Избавив себя от всех «эвакуационных» приготовлений и просмотрев дела Временного правительства, я не мог не ахнуть, дойдя до совершившейся в моё отсутствие отмены огулом всего так нашумевшего в своё время закона о самоуправлении в Царстве Польском 1910 г., где в одной из последних статей имелась прибавка об исключении из Царства Польского Холмской губернии. Таким образом, под видом отмены архаичного столыпинского закона поляки в лице Ледницкого добились того, чего не могли добиться от нас, русской части комиссии по ликвидации Царства Польского, — обратного включения в Царство Холмской губернии.

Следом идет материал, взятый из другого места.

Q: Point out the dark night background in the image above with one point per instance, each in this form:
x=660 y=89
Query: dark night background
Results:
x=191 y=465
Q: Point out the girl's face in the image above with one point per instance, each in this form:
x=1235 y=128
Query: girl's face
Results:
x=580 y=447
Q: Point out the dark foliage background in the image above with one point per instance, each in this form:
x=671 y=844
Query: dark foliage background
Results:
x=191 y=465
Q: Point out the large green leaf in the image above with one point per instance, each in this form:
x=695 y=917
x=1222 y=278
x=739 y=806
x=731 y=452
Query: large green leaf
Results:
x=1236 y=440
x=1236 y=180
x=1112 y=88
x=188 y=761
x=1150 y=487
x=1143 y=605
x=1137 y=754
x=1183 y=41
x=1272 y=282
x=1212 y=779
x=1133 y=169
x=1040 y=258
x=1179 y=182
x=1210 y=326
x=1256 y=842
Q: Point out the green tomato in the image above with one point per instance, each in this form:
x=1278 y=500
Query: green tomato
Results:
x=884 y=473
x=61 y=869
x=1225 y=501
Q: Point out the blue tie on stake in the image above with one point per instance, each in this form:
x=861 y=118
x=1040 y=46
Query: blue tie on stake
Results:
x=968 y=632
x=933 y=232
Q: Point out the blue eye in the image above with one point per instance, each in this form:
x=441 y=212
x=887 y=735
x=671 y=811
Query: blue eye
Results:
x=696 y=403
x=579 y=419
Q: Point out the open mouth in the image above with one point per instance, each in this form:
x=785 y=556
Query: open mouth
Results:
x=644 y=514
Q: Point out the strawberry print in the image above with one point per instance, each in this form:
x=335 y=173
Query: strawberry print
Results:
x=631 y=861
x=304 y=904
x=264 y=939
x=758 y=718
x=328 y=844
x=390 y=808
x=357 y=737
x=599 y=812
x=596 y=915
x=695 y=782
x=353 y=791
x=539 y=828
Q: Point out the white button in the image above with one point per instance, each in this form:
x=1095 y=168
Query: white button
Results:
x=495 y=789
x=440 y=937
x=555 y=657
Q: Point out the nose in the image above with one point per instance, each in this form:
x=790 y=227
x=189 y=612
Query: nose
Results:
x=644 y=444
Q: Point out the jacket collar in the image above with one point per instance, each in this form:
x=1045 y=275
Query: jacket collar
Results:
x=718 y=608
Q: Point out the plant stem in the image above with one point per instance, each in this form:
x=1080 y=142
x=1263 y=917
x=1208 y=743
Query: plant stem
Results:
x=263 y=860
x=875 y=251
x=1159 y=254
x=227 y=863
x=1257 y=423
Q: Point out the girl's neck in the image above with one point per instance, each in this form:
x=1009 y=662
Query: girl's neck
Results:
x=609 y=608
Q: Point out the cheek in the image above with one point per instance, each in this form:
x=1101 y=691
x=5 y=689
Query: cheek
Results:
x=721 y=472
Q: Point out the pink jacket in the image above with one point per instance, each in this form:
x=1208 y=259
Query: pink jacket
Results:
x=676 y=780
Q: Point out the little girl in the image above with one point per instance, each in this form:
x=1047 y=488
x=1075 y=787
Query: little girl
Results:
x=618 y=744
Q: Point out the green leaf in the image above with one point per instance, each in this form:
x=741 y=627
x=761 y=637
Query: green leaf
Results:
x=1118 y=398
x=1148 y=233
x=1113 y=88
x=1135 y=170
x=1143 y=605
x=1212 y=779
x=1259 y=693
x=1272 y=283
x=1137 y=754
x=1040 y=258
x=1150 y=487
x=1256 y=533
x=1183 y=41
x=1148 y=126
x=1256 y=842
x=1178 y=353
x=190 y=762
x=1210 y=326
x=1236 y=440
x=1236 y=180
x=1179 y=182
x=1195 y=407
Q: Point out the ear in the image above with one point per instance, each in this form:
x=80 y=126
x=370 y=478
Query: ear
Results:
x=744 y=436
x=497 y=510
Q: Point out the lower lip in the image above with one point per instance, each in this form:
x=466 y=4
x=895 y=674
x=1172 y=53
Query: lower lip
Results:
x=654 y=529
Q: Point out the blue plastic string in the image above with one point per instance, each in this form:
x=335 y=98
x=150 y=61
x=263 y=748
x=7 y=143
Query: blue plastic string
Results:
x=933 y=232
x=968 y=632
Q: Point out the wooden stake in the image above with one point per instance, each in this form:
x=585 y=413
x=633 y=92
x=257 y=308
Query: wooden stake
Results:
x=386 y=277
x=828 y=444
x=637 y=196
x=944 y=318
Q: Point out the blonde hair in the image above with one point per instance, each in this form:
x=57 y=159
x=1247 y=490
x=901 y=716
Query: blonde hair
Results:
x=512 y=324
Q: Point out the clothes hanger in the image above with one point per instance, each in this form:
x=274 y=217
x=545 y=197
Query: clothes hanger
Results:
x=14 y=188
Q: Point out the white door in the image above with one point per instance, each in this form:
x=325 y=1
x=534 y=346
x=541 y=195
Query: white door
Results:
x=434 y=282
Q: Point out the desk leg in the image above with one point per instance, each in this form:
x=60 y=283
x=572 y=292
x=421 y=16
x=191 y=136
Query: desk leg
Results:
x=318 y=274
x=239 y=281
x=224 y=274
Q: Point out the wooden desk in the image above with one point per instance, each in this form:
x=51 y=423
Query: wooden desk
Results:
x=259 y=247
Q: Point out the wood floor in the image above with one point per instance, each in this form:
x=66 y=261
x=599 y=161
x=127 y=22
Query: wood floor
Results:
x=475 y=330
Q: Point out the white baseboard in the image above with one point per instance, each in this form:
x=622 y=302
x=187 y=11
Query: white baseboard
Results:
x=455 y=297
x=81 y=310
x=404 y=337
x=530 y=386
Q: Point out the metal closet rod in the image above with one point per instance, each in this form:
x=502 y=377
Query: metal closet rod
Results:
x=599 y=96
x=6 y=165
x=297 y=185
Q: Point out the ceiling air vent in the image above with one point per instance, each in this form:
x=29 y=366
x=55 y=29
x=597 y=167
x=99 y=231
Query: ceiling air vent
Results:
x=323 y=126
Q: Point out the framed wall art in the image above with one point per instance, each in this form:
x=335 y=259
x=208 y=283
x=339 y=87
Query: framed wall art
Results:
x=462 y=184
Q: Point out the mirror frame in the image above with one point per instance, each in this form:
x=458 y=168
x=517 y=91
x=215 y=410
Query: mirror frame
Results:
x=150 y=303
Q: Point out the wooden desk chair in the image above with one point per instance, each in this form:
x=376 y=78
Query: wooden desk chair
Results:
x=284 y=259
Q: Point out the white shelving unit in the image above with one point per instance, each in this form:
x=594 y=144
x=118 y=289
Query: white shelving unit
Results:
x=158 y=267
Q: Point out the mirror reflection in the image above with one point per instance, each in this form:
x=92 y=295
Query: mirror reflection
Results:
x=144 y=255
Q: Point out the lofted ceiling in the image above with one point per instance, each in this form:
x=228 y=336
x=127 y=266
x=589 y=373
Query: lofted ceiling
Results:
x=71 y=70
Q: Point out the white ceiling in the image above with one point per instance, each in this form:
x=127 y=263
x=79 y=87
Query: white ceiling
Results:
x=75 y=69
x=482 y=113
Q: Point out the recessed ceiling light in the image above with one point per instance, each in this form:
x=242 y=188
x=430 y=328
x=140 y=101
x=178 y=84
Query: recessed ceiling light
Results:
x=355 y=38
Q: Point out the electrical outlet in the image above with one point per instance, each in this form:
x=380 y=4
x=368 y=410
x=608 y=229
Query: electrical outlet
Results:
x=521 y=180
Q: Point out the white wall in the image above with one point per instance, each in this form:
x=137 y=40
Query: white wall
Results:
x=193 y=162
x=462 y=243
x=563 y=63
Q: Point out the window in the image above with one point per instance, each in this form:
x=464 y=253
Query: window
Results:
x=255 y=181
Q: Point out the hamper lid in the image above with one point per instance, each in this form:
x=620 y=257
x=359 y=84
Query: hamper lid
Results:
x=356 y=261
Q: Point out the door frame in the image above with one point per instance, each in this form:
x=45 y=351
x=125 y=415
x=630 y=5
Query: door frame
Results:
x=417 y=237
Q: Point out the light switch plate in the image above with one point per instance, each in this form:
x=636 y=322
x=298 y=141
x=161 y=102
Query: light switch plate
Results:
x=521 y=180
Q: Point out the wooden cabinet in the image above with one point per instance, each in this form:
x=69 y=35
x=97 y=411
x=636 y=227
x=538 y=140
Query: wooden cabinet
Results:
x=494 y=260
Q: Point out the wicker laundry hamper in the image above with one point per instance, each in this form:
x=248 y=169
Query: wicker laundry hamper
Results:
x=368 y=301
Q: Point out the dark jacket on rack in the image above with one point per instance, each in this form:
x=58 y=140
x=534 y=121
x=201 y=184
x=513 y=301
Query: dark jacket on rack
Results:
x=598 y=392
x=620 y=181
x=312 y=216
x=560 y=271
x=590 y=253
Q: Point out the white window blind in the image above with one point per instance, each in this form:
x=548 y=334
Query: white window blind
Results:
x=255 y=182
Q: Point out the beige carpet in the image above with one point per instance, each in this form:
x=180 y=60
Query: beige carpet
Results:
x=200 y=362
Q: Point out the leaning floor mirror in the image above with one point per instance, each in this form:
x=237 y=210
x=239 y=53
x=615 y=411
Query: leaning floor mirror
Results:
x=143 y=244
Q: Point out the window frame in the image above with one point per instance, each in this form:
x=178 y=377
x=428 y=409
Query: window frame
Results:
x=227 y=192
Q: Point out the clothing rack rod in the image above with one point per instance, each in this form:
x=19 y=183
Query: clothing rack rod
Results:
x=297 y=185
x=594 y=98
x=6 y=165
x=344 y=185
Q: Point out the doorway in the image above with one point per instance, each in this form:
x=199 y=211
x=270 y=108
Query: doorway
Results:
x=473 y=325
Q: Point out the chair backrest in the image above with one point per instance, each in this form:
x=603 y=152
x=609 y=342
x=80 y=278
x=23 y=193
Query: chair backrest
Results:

Мошеннический приём, который им удался только потому, что я отсутствовал, а я был в это время единственным человеком, который в нашем министерстве был полностью в курсе и знал историю включения Холмской губернии и все относящиеся сюда официальные акты.
Я немедленно бросился к Нератову и показал ему, что произошло. Он, конечно, не подозревал, что, отменяя такой непопулярный закон, как вышеназванный, Временное правительство лишало Россию Холмской губернии. Когда я, видя полную неосведомлённость Нератова, обратился к Терещенко, тот, поняв, в чём дело, воскликнул: «Вот мошенники!», но опять-таки уверил меня, что во Временном правительстве никто не подозревал, что, принимая, по их мнению, само собой разумеющуюся меру, против которой ни у кого не было возражений, они решали судьбу Холмской губернии, о которой я не раз докладывал Терещенко. Если к этому прибавить, что практического значения отмена закона 1910 г. для поляков не имела (не считая статьи о Холмской губернии), так как всё Царство Польское продолжало оставаться во вражеской оккупации, то трюк Ледницкого получал самый пикантный характер.